В его профиле на сайте знакомств было написано, что он ироничен, не любит сентиментальности, но готов к самым серьёзным романтическим отношениям. Также там говорилось нечто про открытие метафизических горизонтов. Юле было сложно понять, что молодой парень Антон, анкету которого она избороздила жадными взорами вдоль и поперёк, точно имеет в виду. Было только понятно, что речь идёт не о квартире и не о семье.
После долгой переписки, в которой Антон представлялся очень элегантно мыслящим молодым и энергичным человеком, они решили встретиться. Это было интересно ещё тем, что они решили специально не обмениваться фотографиями, чтобы до конца, то есть до первого свидания и начала более серьёзных отношений, сохранить таинственный романтический ореол, в котором воображение могло бы сыграть даже какую-то для них самих облагораживающую роль. По крайней мере, так пояснял смысл этого условия Антон.
И вот, в светлый день заканчивающейся весны, они сошлись на аллее у набережной одного из городов европейской части России. Им показалось, что всё уже было заранее предопределено в каком-то вселенском механизме, управлявшем людскими судьбами. Им надо было только взять это стечение обстоятельств как дар и наполнить его смыслом и любовью.

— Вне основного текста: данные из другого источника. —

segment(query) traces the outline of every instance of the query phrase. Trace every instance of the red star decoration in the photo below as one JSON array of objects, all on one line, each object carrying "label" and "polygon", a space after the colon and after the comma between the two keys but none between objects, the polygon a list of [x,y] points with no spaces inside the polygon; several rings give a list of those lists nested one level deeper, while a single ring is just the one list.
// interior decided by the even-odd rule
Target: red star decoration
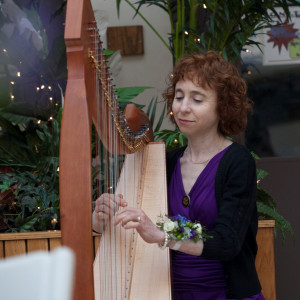
[{"label": "red star decoration", "polygon": [[279,53],[281,52],[281,47],[284,45],[285,49],[288,50],[289,42],[298,38],[296,32],[298,29],[293,28],[294,24],[284,24],[276,27],[272,27],[271,30],[267,32],[270,37],[267,43],[273,42],[273,48],[278,46]]}]

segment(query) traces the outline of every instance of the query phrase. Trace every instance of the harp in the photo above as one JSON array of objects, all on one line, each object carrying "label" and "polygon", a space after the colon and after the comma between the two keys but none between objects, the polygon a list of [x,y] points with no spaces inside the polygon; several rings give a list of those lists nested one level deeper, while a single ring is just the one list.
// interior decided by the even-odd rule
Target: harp
[{"label": "harp", "polygon": [[[153,221],[167,212],[164,145],[151,143],[149,121],[141,111],[125,110],[125,118],[119,111],[89,0],[67,1],[65,42],[68,82],[60,137],[60,214],[62,243],[76,255],[73,298],[171,299],[169,252],[161,251],[157,245],[146,245],[137,234],[134,238],[125,237],[124,242],[122,229],[118,231],[114,239],[119,236],[122,239],[117,247],[127,243],[131,250],[126,250],[125,256],[123,250],[119,251],[112,263],[106,261],[112,250],[101,248],[109,243],[104,232],[94,263],[92,123],[105,148],[113,151],[118,145],[119,154],[126,154],[114,191],[125,193],[128,186],[134,187],[127,196],[138,198],[138,205]],[[111,127],[116,130],[108,134]],[[132,172],[140,174],[138,183],[132,182]],[[106,269],[103,271],[104,260]],[[124,270],[108,271],[119,264],[121,269],[129,270],[124,276],[120,275]],[[103,285],[103,282],[108,284]],[[113,291],[103,293],[106,286]]]}]

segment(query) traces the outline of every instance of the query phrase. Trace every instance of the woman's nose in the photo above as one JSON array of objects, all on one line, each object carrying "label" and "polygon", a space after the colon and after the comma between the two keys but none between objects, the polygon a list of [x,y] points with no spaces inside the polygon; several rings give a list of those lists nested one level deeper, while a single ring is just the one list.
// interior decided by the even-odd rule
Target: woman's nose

- Ты веришь в предопределение? – спросила Юлия, держа Антона за локоть.
Они смотрелись странно и очень интересно. Не как влюблённые, а как пара статных супругов, у которых за спиной уже есть некоторый опыт совместной жизни или даже дитя, которое они доверили подруге или чьей-то матери, чтобы выйти на минутку в мир свободными. Но так получилось, что они собственно так себя и ощущали. Никакой робости в их словах и движениях не было. Только, может быть, излишняя сдержанность в выражениях у Антона.

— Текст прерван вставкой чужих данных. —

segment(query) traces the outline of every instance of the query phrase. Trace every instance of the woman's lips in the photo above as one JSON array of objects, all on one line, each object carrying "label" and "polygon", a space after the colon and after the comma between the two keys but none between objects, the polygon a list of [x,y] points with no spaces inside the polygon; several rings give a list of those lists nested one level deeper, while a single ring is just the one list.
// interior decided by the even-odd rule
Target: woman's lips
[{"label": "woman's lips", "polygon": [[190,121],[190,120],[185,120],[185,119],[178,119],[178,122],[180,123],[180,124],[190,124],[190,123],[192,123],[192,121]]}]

- Я верю в выбор, преопределённый судьбой, Юля, - ответил он. – Мы идём с тобою и думаем, что это судьба нас свела. Но мы можем сказать, согласившись друг с другом, нет этому подарку судьбы. В каком-то смысле наша жизнь состоит из таких судьбоносных решений, в которых мы только и можем сказать «да-да» или «нет-нет».

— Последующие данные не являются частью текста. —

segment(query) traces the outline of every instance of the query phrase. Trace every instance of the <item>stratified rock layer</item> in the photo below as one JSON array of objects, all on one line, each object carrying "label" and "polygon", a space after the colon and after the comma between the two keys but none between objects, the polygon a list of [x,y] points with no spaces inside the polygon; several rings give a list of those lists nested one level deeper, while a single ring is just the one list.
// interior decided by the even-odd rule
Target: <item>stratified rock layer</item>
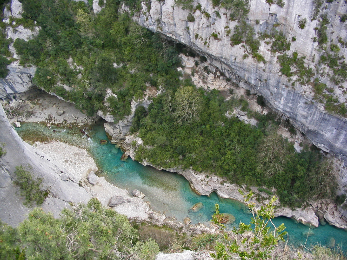
[{"label": "stratified rock layer", "polygon": [[[319,26],[319,22],[310,21],[315,8],[313,1],[290,0],[284,2],[284,8],[281,8],[275,5],[269,5],[265,0],[250,1],[247,22],[256,32],[265,32],[275,24],[278,25],[277,29],[284,32],[287,39],[292,37],[296,39],[291,43],[288,55],[290,56],[293,52],[297,52],[299,57],[306,57],[307,65],[314,67],[320,53],[317,48],[318,43],[312,40],[317,36],[315,28]],[[347,120],[327,113],[321,104],[313,102],[314,91],[311,86],[296,83],[293,87],[289,86],[287,78],[280,72],[277,56],[280,53],[272,53],[263,41],[261,41],[259,53],[264,57],[266,64],[256,62],[251,55],[244,59],[246,52],[242,44],[232,46],[230,44],[230,35],[233,33],[237,22],[229,19],[225,9],[214,7],[208,0],[201,0],[198,3],[195,1],[193,5],[195,6],[198,3],[201,5],[201,10],[210,14],[210,18],[197,10],[193,14],[194,21],[188,21],[187,17],[191,11],[182,10],[175,4],[174,0],[167,0],[151,1],[150,11],[144,8],[134,19],[150,30],[183,43],[205,55],[239,86],[261,94],[269,105],[280,115],[290,119],[318,147],[346,161],[347,148],[344,144],[347,142]],[[324,11],[329,20],[328,37],[336,39],[339,36],[344,40],[346,39],[347,32],[344,24],[339,20],[346,7],[341,1],[327,4]],[[218,17],[215,11],[219,12],[220,18]],[[302,29],[298,27],[299,21],[305,18],[308,22]],[[227,31],[229,29],[231,32],[228,33]],[[220,34],[219,40],[211,36],[213,33]],[[347,49],[341,49],[339,54],[347,57]],[[320,80],[333,89],[339,102],[345,102],[346,97],[344,92],[328,78],[323,77]],[[342,84],[346,87],[345,82]],[[341,177],[341,185],[345,186],[347,173],[343,173]]]}]

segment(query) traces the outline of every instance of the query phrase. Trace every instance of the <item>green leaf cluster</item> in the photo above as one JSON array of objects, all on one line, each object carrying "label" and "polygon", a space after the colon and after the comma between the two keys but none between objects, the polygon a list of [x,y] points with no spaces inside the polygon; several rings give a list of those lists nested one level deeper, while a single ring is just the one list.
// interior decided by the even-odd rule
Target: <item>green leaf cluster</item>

В лице же Антона было что-то каменно-угрюмое, будто жил он не в двадцать первом веке, а только что вышел из пещеры, причесался и надел свой незамысловатый, но элегантный костюм. К тому же неухоженная его бородка выдавала в нём консерватора и сторонника не смотреть на моду и вообще на современность.
- А остальное? – упредила развитие мысли Антона Юля.
- А остальное в нашей жизни от лукавого, - произнёс само собой разумеющуюся фразу Антон и тяжело захохотал, будто видел, как черти отплясывают на их жизни какой-то странный изворотливо-похотливый канкан.
Всё после этого смеха перевернулось и в Юле, и в окружающем, будто на него легла какая-то обнажающая своим покровом мгла. Это было первое, что не понравилось ей. Его тяжёлый смех. Ведь в переписке в сети он всегда шутил очень элегантно, с иронией. Действительно, в его профиле было отмечено насчёт иронии, но пока она решила отложить этот вопрос и наблюдать, что выйдет дальше. В конце концов, смех в человеке хоть и очень его характеризует, не самое важное. «Надо посмотреть ещё»,- подумала она.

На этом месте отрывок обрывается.